Buddhist Pema Chodron, wrote a book called “Start Where You Are.” When I first got it years ago, I was looking for a more steady spiritual practice and a more solid writing experience but I didn’t know where the path started. I felt like I wasn’t ready to begin because I couldn’t find my center – my true north. Maybe I’ll feel more balanced tomorrow, I said to myself, and I can start meditating. Maybe I’ll be more focused next week and I can begin that writing project. But when I thought about the title, “Start Where You Are,” it
sounded like I didn’t have to wait for anything. I could be right where I was, take a step and the next one would follow. So I stopped waiting and I started breathing. I stopped trying to figure things out. I reminded myself that I was probably exactly where I needed to be and if I wasn’t, I could turn around, face the other direction and move forward from there. Wherever “there” was.

Walking the balance beam in gymnastics is a great metaphor for balancing your life. The wooden beam is four inches across, about sixteen feet long and it stands four feet from the ground. It’s a fine edge, the floor seems far away and the task is to find your center, to keep putting one foot in front of the other, breathe deeply, try to maintain your balance and make it to the other side. If you fall, you get back up there and start over.

I got up on the beam once. I made sure the areas around it were
padded, I stood tall with no hand rails and no one to catch me and I proceeded to try to walk across it. I kept psyching myself out. The thoughts came fast and furiously. “What if I fall?” I kept saying. Would I hurt myself or my pride? I felt paralyzed but I breathed, tightened my core muscles, I spread my toes, gripped the beam and put my right foot in front of my left. “I can’t do this,” I kept thinking, and then I put my left leg in front of my right. It was terrifying, I managed a few more steps (very few) but I was up there long
enough to understand that finding my balance was as much of a mental experience as it was physical. Maybe more so. It was living life on the edge, the ultimate experience of staying present with nothing to hold onto except my core. It showed me that I could begin wherever I was and carry on for as long as I wanted. When my writing students ask me where they should begin their stories,
I tell them to begin in the middle and forget about finding the beginning or the ending of something. “Just grab onto what’s in your reach,” I say, “a particular story or a person, write from there and you’ll find your way.”

When I carefully let myself down off the beam and got back my
land legs, I felt more present, like I was all in one piece.

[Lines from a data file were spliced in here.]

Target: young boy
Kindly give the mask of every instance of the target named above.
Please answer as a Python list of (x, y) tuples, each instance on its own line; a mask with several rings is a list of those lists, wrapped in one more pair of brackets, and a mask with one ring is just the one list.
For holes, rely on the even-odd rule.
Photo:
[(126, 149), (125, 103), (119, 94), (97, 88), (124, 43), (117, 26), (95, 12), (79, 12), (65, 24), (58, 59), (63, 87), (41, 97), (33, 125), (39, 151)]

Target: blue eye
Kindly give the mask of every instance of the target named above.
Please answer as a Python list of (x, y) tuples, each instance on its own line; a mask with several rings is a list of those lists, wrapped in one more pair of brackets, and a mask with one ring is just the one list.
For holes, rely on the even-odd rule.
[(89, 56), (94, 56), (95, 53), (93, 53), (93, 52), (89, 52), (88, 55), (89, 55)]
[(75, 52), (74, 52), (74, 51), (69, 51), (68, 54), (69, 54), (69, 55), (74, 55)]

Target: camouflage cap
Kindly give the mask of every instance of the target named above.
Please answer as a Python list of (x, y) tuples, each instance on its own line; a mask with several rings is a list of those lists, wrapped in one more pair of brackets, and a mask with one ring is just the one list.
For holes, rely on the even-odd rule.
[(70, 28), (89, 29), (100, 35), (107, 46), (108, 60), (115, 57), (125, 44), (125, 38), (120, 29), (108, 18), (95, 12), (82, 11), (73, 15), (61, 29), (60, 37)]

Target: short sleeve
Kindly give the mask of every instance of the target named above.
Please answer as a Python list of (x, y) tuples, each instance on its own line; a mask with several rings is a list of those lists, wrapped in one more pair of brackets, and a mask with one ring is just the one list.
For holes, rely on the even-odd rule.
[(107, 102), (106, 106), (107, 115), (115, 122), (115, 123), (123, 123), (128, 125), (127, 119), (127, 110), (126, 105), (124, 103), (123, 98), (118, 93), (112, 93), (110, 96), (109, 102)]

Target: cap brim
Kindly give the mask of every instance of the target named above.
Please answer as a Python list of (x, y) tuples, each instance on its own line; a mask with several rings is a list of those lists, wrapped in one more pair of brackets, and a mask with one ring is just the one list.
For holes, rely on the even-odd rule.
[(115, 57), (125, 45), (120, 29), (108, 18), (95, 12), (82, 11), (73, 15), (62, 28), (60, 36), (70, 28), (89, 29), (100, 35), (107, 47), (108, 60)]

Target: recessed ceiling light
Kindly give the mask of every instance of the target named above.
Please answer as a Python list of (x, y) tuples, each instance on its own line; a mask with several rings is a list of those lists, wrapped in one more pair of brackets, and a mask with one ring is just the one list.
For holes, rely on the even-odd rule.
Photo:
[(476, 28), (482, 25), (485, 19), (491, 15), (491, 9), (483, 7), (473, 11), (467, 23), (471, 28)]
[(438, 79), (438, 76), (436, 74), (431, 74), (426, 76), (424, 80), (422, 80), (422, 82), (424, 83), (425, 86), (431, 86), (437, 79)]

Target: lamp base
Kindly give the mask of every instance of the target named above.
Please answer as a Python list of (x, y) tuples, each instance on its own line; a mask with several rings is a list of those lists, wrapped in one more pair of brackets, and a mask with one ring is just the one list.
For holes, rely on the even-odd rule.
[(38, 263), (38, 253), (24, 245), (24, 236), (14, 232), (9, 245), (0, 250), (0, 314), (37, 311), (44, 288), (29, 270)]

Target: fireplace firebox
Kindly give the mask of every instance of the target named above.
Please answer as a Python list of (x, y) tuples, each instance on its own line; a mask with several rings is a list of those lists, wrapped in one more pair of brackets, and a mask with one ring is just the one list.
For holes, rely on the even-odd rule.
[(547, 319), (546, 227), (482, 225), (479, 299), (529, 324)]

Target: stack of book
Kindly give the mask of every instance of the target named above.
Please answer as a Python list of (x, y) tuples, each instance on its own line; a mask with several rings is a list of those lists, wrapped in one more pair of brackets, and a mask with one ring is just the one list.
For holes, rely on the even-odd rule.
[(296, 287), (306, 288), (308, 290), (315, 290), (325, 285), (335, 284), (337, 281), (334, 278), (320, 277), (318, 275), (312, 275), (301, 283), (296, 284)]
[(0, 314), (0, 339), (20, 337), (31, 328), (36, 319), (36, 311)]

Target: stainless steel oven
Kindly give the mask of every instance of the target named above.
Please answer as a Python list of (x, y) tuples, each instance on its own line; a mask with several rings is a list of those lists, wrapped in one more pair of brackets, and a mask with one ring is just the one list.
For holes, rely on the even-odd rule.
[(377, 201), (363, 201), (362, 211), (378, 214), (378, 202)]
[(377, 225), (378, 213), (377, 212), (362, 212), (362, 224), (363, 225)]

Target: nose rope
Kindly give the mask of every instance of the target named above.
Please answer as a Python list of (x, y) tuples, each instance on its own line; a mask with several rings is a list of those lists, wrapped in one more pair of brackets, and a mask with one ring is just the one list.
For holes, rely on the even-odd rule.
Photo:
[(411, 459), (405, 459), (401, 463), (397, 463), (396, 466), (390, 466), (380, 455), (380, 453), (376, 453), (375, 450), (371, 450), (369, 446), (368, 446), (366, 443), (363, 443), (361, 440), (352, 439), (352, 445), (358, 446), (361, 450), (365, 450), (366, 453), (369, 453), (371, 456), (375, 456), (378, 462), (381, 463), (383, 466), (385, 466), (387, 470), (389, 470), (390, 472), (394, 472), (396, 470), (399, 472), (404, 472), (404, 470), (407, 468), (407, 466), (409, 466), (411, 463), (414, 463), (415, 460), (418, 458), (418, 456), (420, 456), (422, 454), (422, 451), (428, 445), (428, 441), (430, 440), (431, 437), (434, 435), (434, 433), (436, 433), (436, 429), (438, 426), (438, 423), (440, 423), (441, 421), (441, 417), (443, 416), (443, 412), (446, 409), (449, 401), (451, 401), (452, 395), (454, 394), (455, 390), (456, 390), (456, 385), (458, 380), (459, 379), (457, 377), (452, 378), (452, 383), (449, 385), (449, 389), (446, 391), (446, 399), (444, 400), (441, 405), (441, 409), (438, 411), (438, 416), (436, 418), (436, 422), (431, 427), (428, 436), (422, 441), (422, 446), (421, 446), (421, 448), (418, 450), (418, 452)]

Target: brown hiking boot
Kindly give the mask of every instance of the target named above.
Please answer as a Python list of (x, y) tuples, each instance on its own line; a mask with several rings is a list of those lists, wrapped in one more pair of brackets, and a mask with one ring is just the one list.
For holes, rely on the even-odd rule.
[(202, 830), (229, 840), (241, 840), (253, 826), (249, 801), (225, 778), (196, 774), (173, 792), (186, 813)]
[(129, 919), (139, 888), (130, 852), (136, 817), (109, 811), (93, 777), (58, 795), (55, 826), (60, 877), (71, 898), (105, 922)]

I also felt
courageous. I had taken the first step and a couple more up there and I had managed to stay upright. Ever since then, when I see gymnasts doing back flips and twisting Arabians on the beam, I marvel even more than before. It’s a seemingly impossible feat to do what they do but so is staying present and compassionate in a world that is suffering from a pandemic and toxic politics. That’s what we’re facing. As the world spins, as people make choices we don’t understand, I remind myself that we are all trying to walk the balance beam. We’re all looking for the path home, for the wisdom and inner strength to take care of ourselves the best we can as we keep moving forward toward our true north.